I'm working with python 2.7.9.
I use scipy.cluster.hierarchy.dendrogram
to show my clustering result. Dendrogram here. One problem is that, I have about 200 data. I cannot see clearly their labels.
...
z=linkage(dist, method='complete')
R=dendrogram(z, labels=mylabels)
1.I know that R["ival"]
has the labels corresponding to the leaf nodes, but it's not an easy job to match a value and data in such a dense figure.

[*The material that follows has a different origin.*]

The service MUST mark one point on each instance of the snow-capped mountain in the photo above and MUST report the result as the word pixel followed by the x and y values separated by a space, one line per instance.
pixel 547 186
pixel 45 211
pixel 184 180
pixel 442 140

2.I think of extracting a part of the data. For example, green links in the left. At this scale the labels can be seen clearly. And I think that's a way with great flexibility to analyze data. But I do not know how to do that.
3.I use leaf_label_func
. My goal is: when a data really belongs to a class--cups, for example-- show part of its name/label. For example, if one model has a name "cups_b1", then just show "b1". So, at least I can see the locations of one category of my data one time.
def llf(id):
if id< nmodels:
mylabel=labels[id]
if mylabel.find("cups")!=-1:
index=mylabel.find("_")
outlabel=mylabel[index+1:]
return outlabel
else:
return "" #without the else part the function will return None, and that makes the output figure strange
R=dendrogram(z, leaf_label_func=llf, leaf_rotation=90 )
But even this, I cannot recognize the labels.